Islam et démocratie : un faux problème
Dans les pays arabes, l’obstacle à la démocratie n’est pas la religion, mais la politique autoritaire exercée par des régimes trop souvent corrompus qui reposent sur des solidarités claniques. Il y a bien un problème de démocratie dans les pays arabes. Mais l’attribuer à l’islam est un peu rapide. D’abord parce que le monde arabe n’est qu’une petite partie du monde musulman.
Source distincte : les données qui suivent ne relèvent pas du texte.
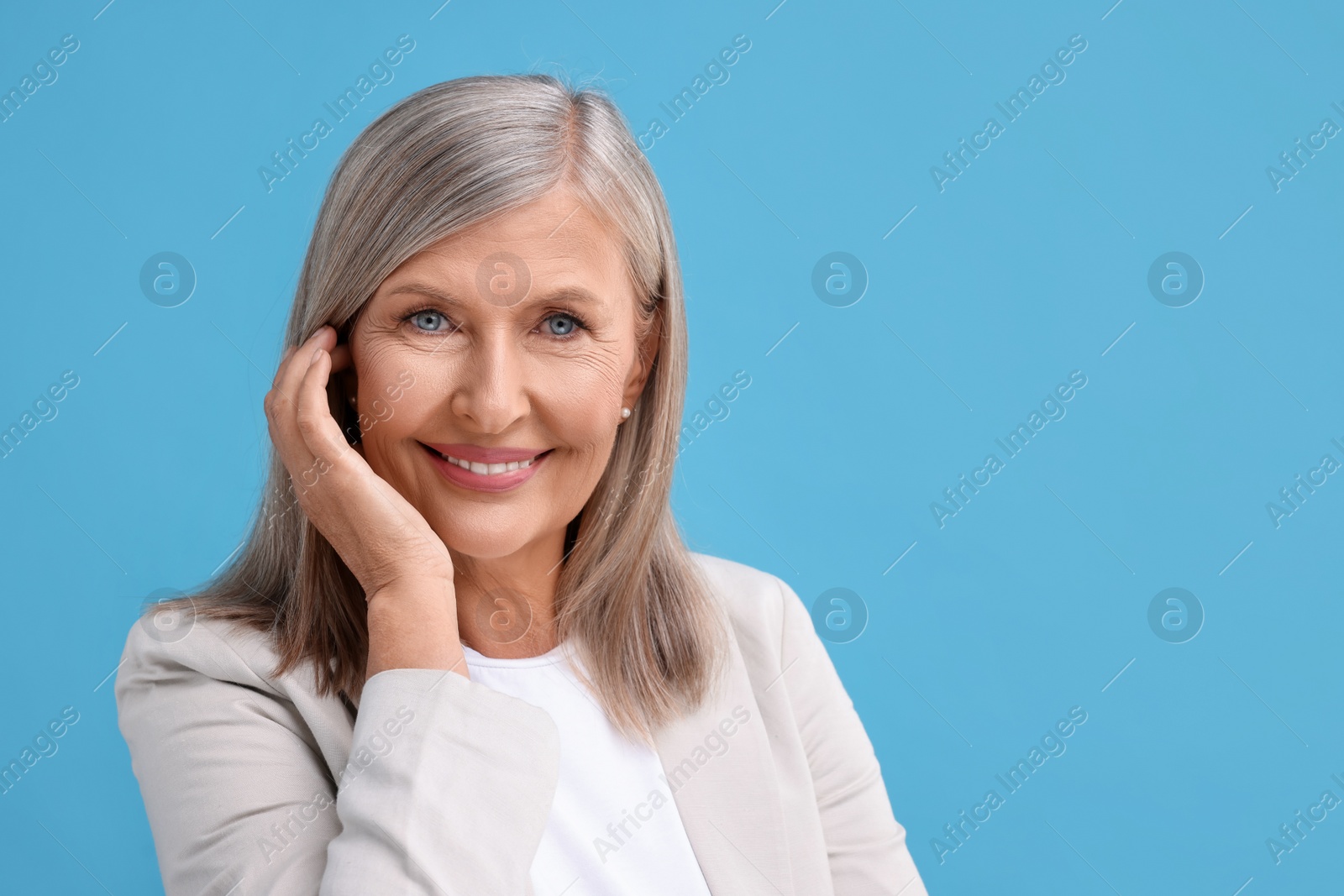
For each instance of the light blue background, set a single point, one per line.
(1028, 266)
Si l’on considère les autres pays musulmans et si on les compare à ce qui est comparable, c’est-à-dire leurs voisins non musulmans au lieu de la Suisse, la prétendue incompatibilité entre islam et démocratie s’efface vite : la Turquie est sans aucun doute plus démocratique que l’Arménie ou la Géorgie (sans parler de la Russie), comme c’était le cas vis-à-vis de la Grèce et de la Bulgarie il y a trente ans. L’Indonésie tient bien la comparaison avec les Philippines et la Malaisie avec la Thaïlande. Le Mali en remontre à la République centrafricaine et le Bangladesh à la Birmanie ; il n’y a guère que le Pakistan qui ne tienne pas la comparaison avec son voisin indien, lequel compte néanmoins plus de musulmans que le Pakistan lui-même.
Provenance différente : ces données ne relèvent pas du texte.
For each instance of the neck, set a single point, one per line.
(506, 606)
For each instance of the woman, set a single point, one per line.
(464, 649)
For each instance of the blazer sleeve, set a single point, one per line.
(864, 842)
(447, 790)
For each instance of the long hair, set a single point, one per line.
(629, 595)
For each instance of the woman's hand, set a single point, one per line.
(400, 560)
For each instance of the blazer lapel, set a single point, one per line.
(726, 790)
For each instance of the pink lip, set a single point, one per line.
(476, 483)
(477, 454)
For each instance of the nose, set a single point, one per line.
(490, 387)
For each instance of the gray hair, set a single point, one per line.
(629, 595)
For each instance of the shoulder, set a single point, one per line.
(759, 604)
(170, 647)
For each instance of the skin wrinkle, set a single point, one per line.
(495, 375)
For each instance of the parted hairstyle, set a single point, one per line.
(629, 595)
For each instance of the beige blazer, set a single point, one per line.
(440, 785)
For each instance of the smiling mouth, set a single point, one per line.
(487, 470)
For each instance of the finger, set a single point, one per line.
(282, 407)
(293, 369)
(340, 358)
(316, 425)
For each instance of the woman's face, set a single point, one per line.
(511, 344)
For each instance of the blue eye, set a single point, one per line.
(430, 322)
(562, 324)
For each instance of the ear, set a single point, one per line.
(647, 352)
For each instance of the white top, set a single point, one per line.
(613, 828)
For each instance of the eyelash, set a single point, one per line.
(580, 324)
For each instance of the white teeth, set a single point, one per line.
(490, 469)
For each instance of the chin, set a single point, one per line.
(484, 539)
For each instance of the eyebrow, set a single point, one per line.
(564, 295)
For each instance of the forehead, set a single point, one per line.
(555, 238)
Alors ne parlons pas d’islam lorsqu’on vise le monde arabe. Le problème est que dans les pays arabes le principal obstacle à la démocratie n’est pas la religion, mais les régimes en place. Or le modèle politique de ces régimes, à l’exception des monarchies, est hérité des dictatures européennes des années 1920, mâtinées de socialisme tiers-mondiste des années 1950 : parti unique, leader bien-aimé, nationalisme exacerbé (insistant sur l’identité arabe, aux dépens des autres groupes ethniques), poids des armées et des services de sécurité, économie étatisée. On est plus près de Mussolini que de l’ayatollah Khomeiny. La légitimité historique est la lutte anticolonialiste, pas le temps du Prophète. Qu’il s’agisse du baasisme, du nassérisme ou du FLN algérien, on est entre Castro et la mafia plutôt qu’entre le Coran et Saladin (Arafat n’est pas une exception, pas plus que le phalangisme libanais, heureusement jeté aux orties par les chrétiens).
N’oublions pas que c’est un chrétien, Michel Aflaq, qui a fondé le parti Baas de Saddam Hussein et de Hafez el-Assad. Quant aux monarchies, elles jouent sur une légitimité familiale et tribale éventuellement rehaussée d’une touche de vert pour faire un peu plus saint ; on se réclame de la lignée du Prophète au Maroc et en Jordanie, d’une secte rigoriste (le wahhabisme) chez les Saoud, et enfin d’un clanisme presque notarial dans le Golfe (de l’émirat comme héritage). À part l’Arabie saoudite, ces monarchies sont souvent plus ouvertes que les présidents et généraux des pays « laïques » voisins.
Il y a bien un problème de démocratie dans les pays arabes, mais il est plus à chercher dans la sociologie politique que dans l’islam : c’est ce que l’on appelle les açabiyya, c’est-à-dire les groupes de solidarité fondés sur la famille étendue, le clan, la tribu, les clientèles, les promotions d’écoles militaires, etc. Or ces groupes vont de pair avec les dictatures modernes. Ils sont à la fois des instruments de pouvoir (les Tikritis de Saddam Hussein, les Alaouites de Syrie) et des refuges contre le pouvoir.